Nobambo se concentrou com cada grama de foco que lhe restava.

“Nobambo.”

O krokul quase saltou para fora da própria pele, seus olhos arregalando-se
enquanto ele se apoiava com a mão. Olhou em volta e, então, mirou o céu.

“Encontrei você!”

Nobambo viu Korin e suspirou profundamente, balançando a cabeça. Korin


chamou-lhe a atenção:

– Você já deveria saber que a Luz não voltará a lhe favorecer.

Ela se aproximou e sentou ao lado de Nobambo, parecendo esgotada e algo


confusa.

– Como você está? – perguntou o krokul.

– Não pior que o normal.

Nobambo esperava mais palavras, contudo Korin simplesmente observava a


paisagem hostil.

Despercebida pelos dois, uma figura os espiava de uma pilha de pedras,


observando. Ouvindo.
– Você queria me contar alguma coisa?

Korin ponderou por um momento e finalmente disse:

– Ah, sim! Um novo membro chegou ao acampamento hoje. Disse que os orcs
estavam... se reagrupando. Preparando-se para alguma coisa. Eles estão sendo
comandados por um novo... como eles chamam? Aqueles que fazem magia
negra?

– Bruxo?

– Sim, acho que era isso. Korin se levantou e deu um passo à frente, parando a
poucos centímetros da beirada do penhasco. Ficou em silêncio por um longo
momento.

Não longe dali, a figura atrás das pedras partiu tão silenciosamente quanto
chegara.

Os olhos de Korin estavam distantes, e da mesma forma soava a voz rouca, como
se ela não estivesse inteiramente presente. – O que você acha que aconteceria se
eu desse mais alguns passos?

Nobambo hesitou, sem saber ao certo se ela estava ou não brincando:

– Acho que você cairia.

– Sim, o meu corpo cairia. Mas, por vezes, acho que espírito... voaria? Não, não é
essa a palavra. Qual é a palavra?... Subir e subir, como se eu estivesse voando?

Nobambo pensou e respondeu:

– Flutuar?

– Sim! O meu corpo cairia, mas o meu espírito flutuaria.

Dias depois, Nobambo acordou com a cabeça doendo e o estômago vazio.


Decidiu sair e ver se restava algum peixe da refeição da noite anterior.
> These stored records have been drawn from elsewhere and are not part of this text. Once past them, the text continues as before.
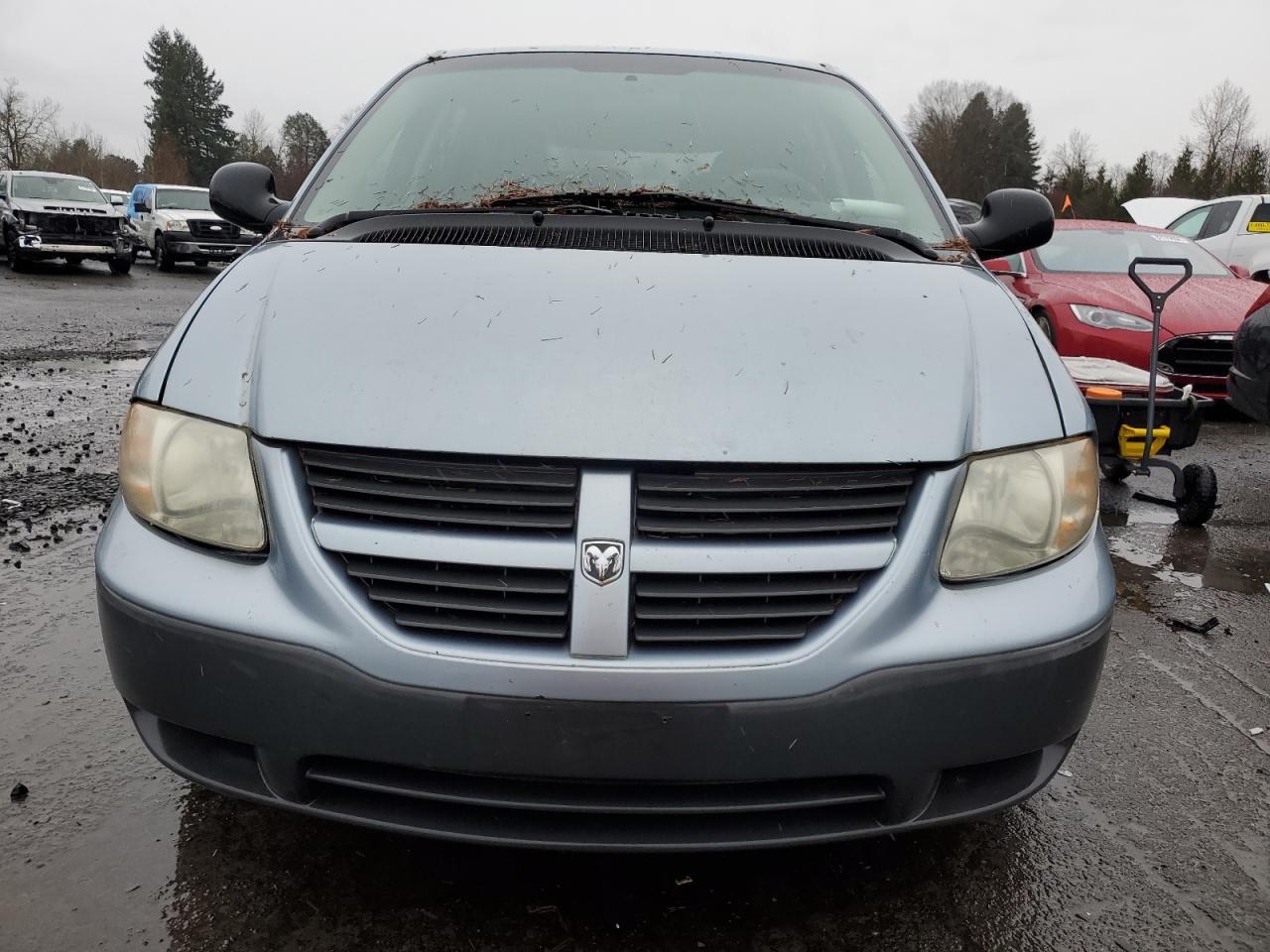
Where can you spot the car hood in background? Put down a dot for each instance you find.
(598, 354)
(1201, 306)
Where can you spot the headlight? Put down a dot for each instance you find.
(190, 476)
(1021, 509)
(1106, 318)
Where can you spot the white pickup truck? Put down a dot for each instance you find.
(1234, 229)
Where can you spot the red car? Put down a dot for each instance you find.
(1078, 287)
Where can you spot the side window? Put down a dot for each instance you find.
(1260, 221)
(1193, 222)
(1222, 218)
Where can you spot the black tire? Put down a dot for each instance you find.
(1116, 470)
(163, 261)
(1046, 324)
(1199, 497)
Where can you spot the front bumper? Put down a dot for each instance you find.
(892, 751)
(275, 679)
(195, 248)
(55, 246)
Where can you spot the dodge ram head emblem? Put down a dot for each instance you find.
(602, 560)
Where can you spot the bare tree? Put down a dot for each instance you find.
(26, 126)
(1225, 127)
(1074, 155)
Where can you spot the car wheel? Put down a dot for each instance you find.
(163, 261)
(1199, 495)
(1046, 325)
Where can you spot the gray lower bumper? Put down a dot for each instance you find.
(885, 752)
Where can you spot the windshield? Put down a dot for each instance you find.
(183, 198)
(54, 188)
(1109, 252)
(463, 131)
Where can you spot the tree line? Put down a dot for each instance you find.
(189, 130)
(976, 137)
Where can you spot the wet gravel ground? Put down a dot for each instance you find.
(1155, 837)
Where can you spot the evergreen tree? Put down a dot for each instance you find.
(1182, 179)
(976, 160)
(304, 140)
(186, 108)
(1252, 176)
(1019, 155)
(1138, 182)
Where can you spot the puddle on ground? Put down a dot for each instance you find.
(1185, 556)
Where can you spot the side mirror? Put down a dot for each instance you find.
(1001, 268)
(1014, 220)
(244, 194)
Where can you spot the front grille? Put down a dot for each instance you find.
(439, 598)
(75, 225)
(436, 492)
(715, 608)
(212, 230)
(788, 502)
(666, 236)
(1199, 356)
(612, 812)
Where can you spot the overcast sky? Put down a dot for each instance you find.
(1127, 77)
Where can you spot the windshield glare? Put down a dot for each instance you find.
(1110, 252)
(51, 188)
(463, 131)
(181, 198)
Enquanto saía da caverna, ele notou que os demais estavam reunidos, olhando
para cima, protegendo os olhos. Ele saiu debaixo de um cogumelo gigante, ergueu
os olhos e também foi forçado a protegê-los, boquiaberto.

Uma fenda aparecera ao longo do céu avermelhado da aurora. Era como se um


rasgo tivesse sido aberto na malha do mundo, permitindo a intrusão de luzes
estonteantes e de alguma espécie de energia crua e inacreditavelmente poderosa.
A fenda ondulava e dançava tal como uma imensa serpente de pura luz.